Ridley Scott (Bladerunner, Alien, Thelma & Louise, etc., most recently, Prometheus) directs this uneven cautionary tale with characteristic energy and suspense. Novelist, legend and personal favorite Cormac McCarthy wrote the screenplay. Several McCarthy novels have been adapted into films that complement the books’ graphic poetry—the Coen brothers’ No Country for Old Men being the prime example. But in The Counselor, McCarthy’s meaning gets lost in the motions, vulgarity serves no discernible purpose, and the image is no match for the (mighty fine) monologues.
I first blamed Scott for the lack of compelling visuals to underscore the heft of McCarthy’s dense spoken lyricism. The composition is competent. The camerawork and editing is proficient. But what this film needed is a visual argument with as much muscle as McCarthy’s best lines (let’s not speak of his worst), and we don’t get one. The most hard-working visual sequence is the one pictured above, which briefly shows the larger societal consequences to the games The Counselors’ characters are playing. Ultimately, this lack of supporting visual imagination is the director’s fault, but it also might be McCarthy’s.
The waiter at my theater was also McCarthy fan and assured me that some of the screenplay was online, and, indeed, I found a few excerpts here. Although the screenplay format does encourage simplicity, I was struck by how little of the imagery I expect from McCarthy was present.

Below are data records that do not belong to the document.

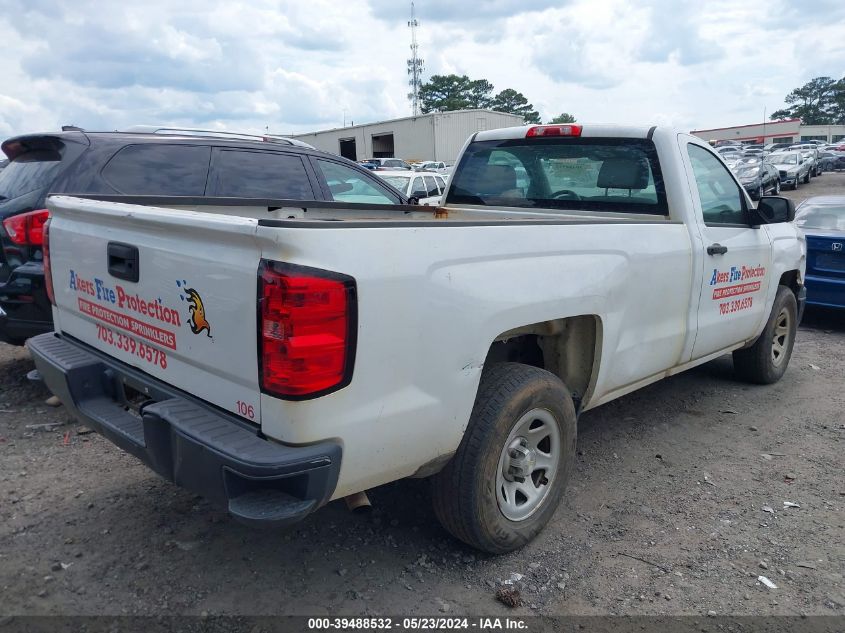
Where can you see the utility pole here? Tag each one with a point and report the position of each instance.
(415, 65)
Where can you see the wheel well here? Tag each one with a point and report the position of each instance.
(569, 348)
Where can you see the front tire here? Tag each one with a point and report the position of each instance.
(766, 360)
(510, 471)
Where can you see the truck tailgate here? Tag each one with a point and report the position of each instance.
(162, 290)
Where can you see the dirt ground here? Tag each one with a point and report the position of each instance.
(666, 514)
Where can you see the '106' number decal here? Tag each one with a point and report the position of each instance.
(128, 344)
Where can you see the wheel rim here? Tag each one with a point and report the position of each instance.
(780, 339)
(528, 464)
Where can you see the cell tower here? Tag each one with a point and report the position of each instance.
(415, 65)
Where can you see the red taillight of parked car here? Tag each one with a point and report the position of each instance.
(306, 330)
(48, 272)
(553, 130)
(27, 229)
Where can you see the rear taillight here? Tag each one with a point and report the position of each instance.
(48, 272)
(307, 320)
(27, 229)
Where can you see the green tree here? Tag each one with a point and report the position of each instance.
(513, 102)
(814, 102)
(563, 118)
(837, 109)
(442, 93)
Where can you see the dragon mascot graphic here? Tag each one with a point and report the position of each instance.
(198, 321)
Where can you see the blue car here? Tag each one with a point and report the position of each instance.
(822, 219)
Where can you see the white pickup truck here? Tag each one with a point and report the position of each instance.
(275, 355)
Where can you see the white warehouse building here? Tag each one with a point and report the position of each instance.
(434, 136)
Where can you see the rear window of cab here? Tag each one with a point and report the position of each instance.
(587, 174)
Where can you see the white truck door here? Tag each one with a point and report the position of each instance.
(737, 260)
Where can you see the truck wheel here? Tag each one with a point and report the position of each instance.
(512, 466)
(765, 362)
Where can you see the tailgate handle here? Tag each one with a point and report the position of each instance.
(123, 261)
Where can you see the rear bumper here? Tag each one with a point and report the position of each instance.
(825, 291)
(197, 447)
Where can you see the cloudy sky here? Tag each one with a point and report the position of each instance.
(295, 66)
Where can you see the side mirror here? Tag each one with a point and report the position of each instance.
(775, 209)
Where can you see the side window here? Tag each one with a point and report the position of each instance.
(159, 170)
(245, 174)
(721, 198)
(418, 188)
(348, 185)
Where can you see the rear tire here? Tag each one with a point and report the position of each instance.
(510, 471)
(766, 360)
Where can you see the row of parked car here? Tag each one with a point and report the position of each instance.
(381, 164)
(765, 169)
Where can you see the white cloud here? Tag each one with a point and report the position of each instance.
(295, 66)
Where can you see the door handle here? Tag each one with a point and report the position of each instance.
(123, 261)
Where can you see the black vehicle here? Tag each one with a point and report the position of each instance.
(173, 163)
(758, 177)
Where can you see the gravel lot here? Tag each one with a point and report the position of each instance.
(665, 514)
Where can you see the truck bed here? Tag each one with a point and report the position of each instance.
(317, 213)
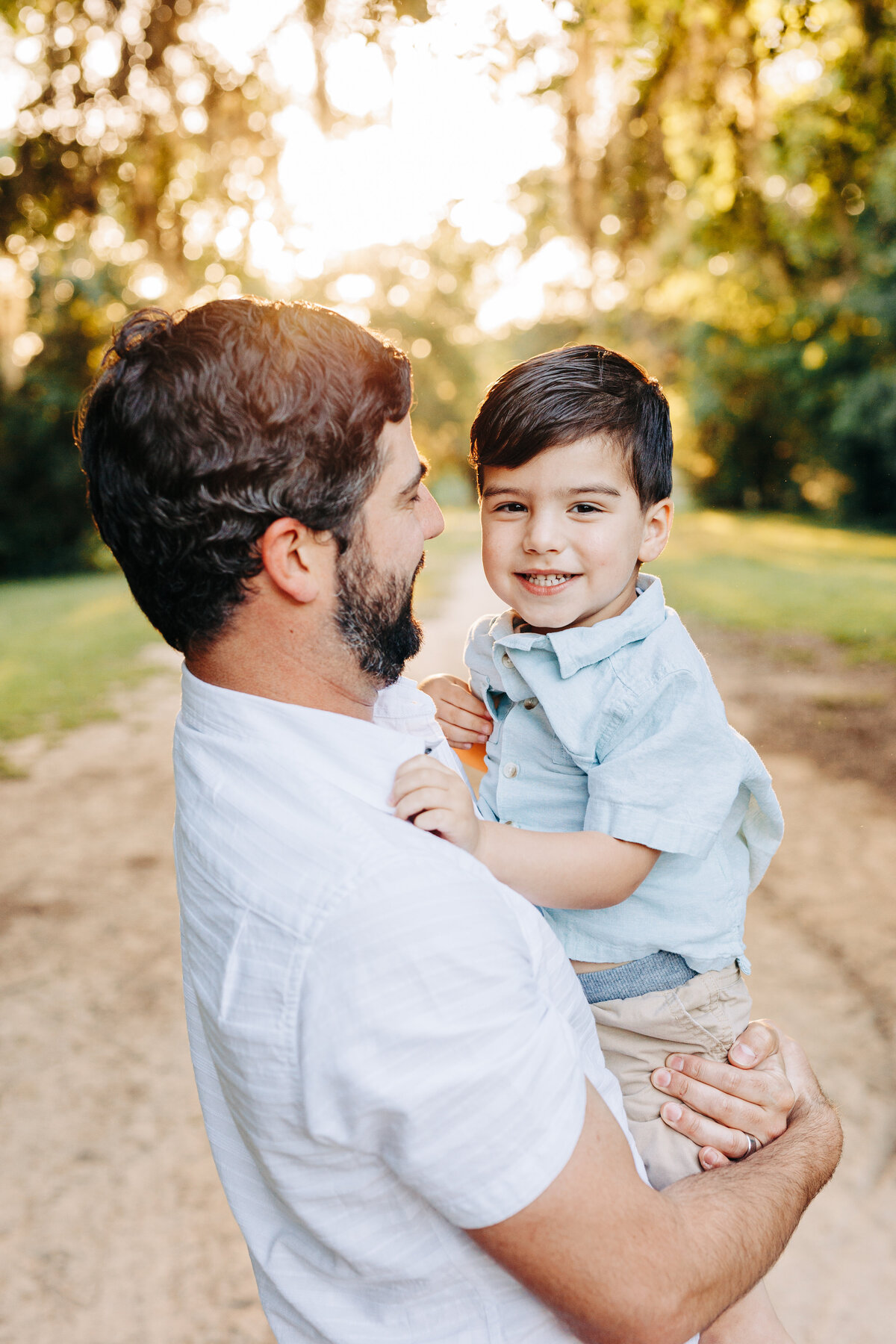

Note the first line of McCarthy’s novel All the Pretty Horses: “The candleflame and the image of the candle flame caught in the pierglass twisted and righted when he entered the hall and again when he shut the door.” This is the stuff of screenplay adapters’ dreams—the images are all there, right in the text. Now take the first lines of McCarthy’s screenplay for The Counselor: “The counselor’s condominium bedroom. The curtains are drawn and it is all but dark in the room.” There is something to be said for humble expediency in film writing, but I wish some of the novelist’s description would have ego’d its way into the screenplay. Maybe Scott would’ve followed its lead.
What the film also needed was a true femme fatale. Cameron Diaz seemed out of her element here as the amoral, predatorial Malkina. She simpered when she needed to scorch, and the last lines of the film had no bite in her jaws. The aforementioned waiter suggested replacing Diaz with Charlize Theron. My friend Nathan offered Angelina Jolie. I would’ve like to have seen Kristin Scott Thomas transform the role. The rest of the lead cast (Javier Bardem, Penelope Cruz) handled themselves respectably, with Brad Pitt’s trademark effortlessness notably buoying up the stylized dialogues’ back-and-forth. But the hole left by Diaz—more Cruella than Cathy Ames—gaped painfully.
Which highlights another downfall of the film: While diamonds and death and choices and consequences all get the Shakespearian treatment, the sex is spectacularly silly. The film starts with a talky bedroom scene that has none of the weighty elegance of some of The Counselors‘ other conversational encounters. It could’ve been a window into why The Counselor and Laura are so in love, but it’s not. We’re left to fill in the blanks of this high-stakes relationship on our own, though Cruz infuses as much emotion as she can into her character’s screen time. We’re also subject to an absurd locker room tale told by Reiner, starring Malkina. At the end, The Counselor asks Reiner, “Why are you telling me this?” My question exactly. “I don’t know,” Reiner answers. Neither do I. The porno-strange story serves to shock, not much else, and as unforgettable as the weirdness may be, it doesn’t move the plot or the theme forward at all.
So go see The Counselor for a few truly amazing monologues and a virtuosic verbosity rare in modern movies. But don’t say I didn’t warn you of whiplash. The highs are highs, but the lows are low, my friends.
Would you re-cast any of the characters in The Counselor?